As an acquirer, WorldPay must follow requirements laid down by both the PCI Security Standards Council (PCI SSC) and the individual card brands. Formerly, Visa Inc. managed payment application compliancy through a program they established known as Payment Application Best Practices (PABP). This program was managed solely by Visa and was the first generation attempt to build strong application security practices by the payment application software vendors. With the establishment of the PCI SSC in 2006, a slow migration has occurred to transform PABP into what is now know as the Payment Application Data Security Standard (PA DSS). The PA DSS is a standard now managed by the PCI SSC and is a series of rules that need to be complied with if a vendor is to sell off-the-shelf payment applications to third parties (namely merchants). The traditional Payment Card Industry Data Security Standard (PCI DSS) targets entities that store, process, or transmit cardholder data. While not all software vendors store, process, or transmit cardholder data, the applications they create perform any one or all of these functions for the entity, hence the creation of the PA DSS. A secure payment application, in conjunction with a compliant PCI DSS environment will help minimize potential security risks and exposure of cardholder data.
Payment application vendors need to comply with the PA DSS, which provides a specific set of standards for development of payment applications. The PCI SSC has produced the following document to assist Payment Application Qualified Security Assessors (PA QSA) in the testing of the payment application code against the PA DSS.

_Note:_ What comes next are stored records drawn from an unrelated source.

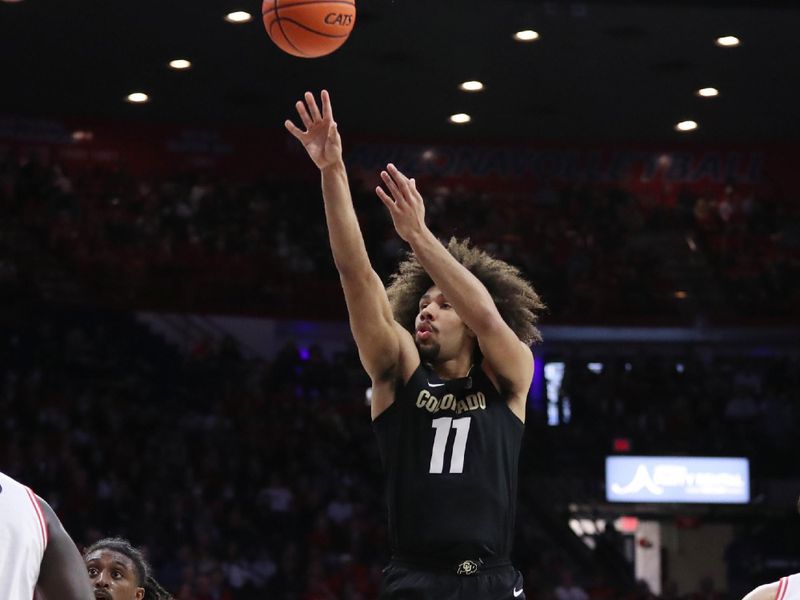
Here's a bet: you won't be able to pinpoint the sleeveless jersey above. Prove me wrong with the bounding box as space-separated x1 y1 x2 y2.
0 473 47 600
373 365 525 564
775 573 800 600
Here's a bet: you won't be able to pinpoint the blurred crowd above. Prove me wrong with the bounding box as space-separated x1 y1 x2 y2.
0 158 800 322
0 310 800 600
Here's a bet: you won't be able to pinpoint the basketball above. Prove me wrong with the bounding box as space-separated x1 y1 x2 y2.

https://www.pcisecuritystandards.org/pdfs/pci_pa_dss.pdf
Once the PA QSA has completed testing and validation, the testing validation will be submitted to the PCI SSC for acceptance and posting on the PCI SSC compliant application listing. You can find this listing by clicking on the following link:
http://www.pcisecuritystandards.org/security_standards/vpa/
According to Visa’s payment application mandates, effective July 1, 2008, acquirers and processors are only allowed to certify new applications to their platforms that meet this standard.